Armed with this info, the Simmons Field fans greeted the pitcher on Friday night with near constant cries of "Papi Chulo!" as well as a few other choice heckles based on his MySpace bio.

Poor Papi Chulo didn't do very well in that game, lasting just 2-1/3 innings, surrendering seven earned runs on 5 hits, 5 walks, 2 wild pitches and a hit batsman.

I suppose his coach thought he would be fresh on Sunday, having spent so little time on the mound Friday night, so with the game on the line in the 9th inning, Ramos was brought in to close the game.

The moment I saw him exit the bullpen, I knew the Tigers had the game won. As he approached the mound, the hecklers in the crowd went wild, chanting "Papi Culo! Papi Chulo!".

Ramos intentionally walked Priday, unintentionally walked Coleman, struck out Senne, then threw a trio of wild pitches that moved the runners around the bases, finally allowing Lollis to score from third.

And so, a tip of the cap goes to Papi Chulo for entertaining the animals in the Zou.

Hot Streaks & Hot Tempers
Boo-ing is a practice not heard often at all at Simmons Field. Heckling - sure. But a Boo is reserved for the worst offenders.

An all-or-nothing third baseman from Los Angeles by way of Louisville, Dominguez had compiled a lowly .250 average with only 9 home runs during the course of his season.

Through the first two days of the Regional, he was noticed most when he stood next to (or, during one play, ran into) Louisville shortstop Chris Cates. Cates, generously listed on the roster at 5'3" was over a foot shorter than the 6'4" Dominguez.

Dominguez made himself known in the Sunday Missouri-Louisville game, though, when he hit a two-run homer in the eighth inning that went on to be the game-winner. (He would hit two more home runs on Monday to help the Cardinals win the championship game).

But it was what happened AFTER the homer that really grabbed attention. After standing and admiring his homer, he mouthed some unidentified trash-talk in the direction of MU Catcher Trevor Coleman, then proceed to run the bases, tossing more trash, grins and finger-pointing at the Tiger infielders as he passed.

This created quite an uproar on the field, with MU players and coaches demanding the umpires discipline Dominguez, the U of L coach doing a lot of shoulder shrugging, and a large percentage of the 3,400 fans shouting and screaming and Boo-ing.

I'd like to give a tip of the cap to the umpires for following through on the guidelines laid down by the NCAA before the tournament began, to the effect that no sort of trash talk or disrespectful actions would be tolerated.

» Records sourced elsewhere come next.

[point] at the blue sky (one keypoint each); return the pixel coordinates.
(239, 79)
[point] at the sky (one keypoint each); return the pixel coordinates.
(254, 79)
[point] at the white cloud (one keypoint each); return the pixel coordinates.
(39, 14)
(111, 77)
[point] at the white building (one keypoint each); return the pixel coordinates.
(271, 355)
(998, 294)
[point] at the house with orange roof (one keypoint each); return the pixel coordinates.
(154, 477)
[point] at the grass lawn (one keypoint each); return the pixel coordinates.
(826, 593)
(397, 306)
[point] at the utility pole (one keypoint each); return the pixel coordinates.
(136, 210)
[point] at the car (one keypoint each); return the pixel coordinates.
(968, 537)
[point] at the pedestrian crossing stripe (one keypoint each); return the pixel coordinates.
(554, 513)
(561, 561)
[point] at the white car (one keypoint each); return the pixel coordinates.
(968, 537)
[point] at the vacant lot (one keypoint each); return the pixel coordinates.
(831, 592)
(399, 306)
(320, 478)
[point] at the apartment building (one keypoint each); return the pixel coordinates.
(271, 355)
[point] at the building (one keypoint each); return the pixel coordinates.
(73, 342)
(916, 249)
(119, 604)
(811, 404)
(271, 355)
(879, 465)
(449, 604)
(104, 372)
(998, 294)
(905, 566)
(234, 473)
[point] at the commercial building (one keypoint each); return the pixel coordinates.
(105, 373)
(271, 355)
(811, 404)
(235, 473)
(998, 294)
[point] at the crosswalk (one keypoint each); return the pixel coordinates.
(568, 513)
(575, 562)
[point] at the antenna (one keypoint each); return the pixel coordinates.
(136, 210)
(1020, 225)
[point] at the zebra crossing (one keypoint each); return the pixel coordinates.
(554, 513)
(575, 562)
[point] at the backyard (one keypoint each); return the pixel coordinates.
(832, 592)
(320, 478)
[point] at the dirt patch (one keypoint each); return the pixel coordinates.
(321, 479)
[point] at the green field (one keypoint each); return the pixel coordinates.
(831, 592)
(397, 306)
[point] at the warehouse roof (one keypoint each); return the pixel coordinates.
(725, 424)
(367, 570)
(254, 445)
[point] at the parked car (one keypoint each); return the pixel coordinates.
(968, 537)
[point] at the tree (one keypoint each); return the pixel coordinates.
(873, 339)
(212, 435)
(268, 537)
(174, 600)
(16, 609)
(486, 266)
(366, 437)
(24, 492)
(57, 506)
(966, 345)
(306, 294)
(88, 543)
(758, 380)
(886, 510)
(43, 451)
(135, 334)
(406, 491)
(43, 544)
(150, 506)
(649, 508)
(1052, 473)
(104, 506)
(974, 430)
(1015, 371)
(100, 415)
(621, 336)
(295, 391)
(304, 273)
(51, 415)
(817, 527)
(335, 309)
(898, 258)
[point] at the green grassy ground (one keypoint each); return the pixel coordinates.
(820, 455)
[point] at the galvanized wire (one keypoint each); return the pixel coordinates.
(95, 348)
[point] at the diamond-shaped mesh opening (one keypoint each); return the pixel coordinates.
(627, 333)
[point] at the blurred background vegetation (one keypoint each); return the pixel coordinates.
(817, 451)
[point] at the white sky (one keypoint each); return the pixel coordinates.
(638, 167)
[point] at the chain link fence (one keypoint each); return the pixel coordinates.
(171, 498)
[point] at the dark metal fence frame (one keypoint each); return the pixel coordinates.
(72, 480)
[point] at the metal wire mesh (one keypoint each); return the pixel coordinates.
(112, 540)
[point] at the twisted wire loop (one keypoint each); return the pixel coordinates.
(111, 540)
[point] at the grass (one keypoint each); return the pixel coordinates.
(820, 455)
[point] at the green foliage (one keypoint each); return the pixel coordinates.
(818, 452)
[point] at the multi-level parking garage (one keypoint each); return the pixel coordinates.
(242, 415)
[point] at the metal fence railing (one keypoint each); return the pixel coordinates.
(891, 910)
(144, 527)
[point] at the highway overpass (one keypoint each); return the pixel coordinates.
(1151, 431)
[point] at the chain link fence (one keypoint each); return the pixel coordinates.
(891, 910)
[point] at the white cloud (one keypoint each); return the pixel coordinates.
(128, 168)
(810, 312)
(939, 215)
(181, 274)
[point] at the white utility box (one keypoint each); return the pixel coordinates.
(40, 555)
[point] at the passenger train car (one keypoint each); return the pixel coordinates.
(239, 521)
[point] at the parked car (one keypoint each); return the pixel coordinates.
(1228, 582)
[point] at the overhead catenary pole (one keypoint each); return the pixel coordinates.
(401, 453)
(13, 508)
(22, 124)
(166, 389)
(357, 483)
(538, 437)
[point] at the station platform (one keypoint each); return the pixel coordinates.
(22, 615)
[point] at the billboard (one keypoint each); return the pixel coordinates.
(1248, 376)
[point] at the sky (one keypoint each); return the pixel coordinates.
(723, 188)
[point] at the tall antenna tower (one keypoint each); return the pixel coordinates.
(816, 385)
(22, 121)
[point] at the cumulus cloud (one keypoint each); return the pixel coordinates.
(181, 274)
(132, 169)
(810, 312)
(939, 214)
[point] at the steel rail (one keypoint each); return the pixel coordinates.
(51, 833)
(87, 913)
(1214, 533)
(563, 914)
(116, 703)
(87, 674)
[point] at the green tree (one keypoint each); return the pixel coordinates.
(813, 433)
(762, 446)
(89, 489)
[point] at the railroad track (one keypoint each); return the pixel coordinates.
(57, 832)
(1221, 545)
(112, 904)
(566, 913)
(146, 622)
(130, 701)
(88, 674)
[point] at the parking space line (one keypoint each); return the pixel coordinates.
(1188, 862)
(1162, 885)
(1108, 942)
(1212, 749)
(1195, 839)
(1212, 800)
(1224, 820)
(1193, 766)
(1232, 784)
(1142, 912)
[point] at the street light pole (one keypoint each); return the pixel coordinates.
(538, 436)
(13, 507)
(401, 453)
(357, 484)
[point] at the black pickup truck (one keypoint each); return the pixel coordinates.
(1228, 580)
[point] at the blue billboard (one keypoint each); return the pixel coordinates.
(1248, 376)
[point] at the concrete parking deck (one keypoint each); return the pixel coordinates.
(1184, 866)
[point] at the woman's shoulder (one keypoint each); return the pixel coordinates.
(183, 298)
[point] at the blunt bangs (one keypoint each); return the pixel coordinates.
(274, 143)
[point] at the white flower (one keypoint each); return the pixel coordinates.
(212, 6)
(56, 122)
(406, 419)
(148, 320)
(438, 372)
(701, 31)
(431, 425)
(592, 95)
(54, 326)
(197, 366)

I'd like to give a tip of the cap to Dan McDonnell, the Louisville head coach, for removing Dominguez from the game and voluntarily sitting him out of the next game.

Instead, I'll keep my cap on this time.

Bad Call of the Year
While Bill Speck did everything he possibly could to earn this award by refusing to exercise his authority in reagrd to Chris Dominguez of Louisville, even that see-no-evil approach leaves him a distant second.

The worst call of the year took place in Austin, TX, when Jim Garman called Evan Frey out at first base. In the 6th inning, Garman ended a Tiger rally prematurely by disagreeing with nearly everyone in the ballpark, all of whom saw clearly that Frey beat the throw by a Texas mile.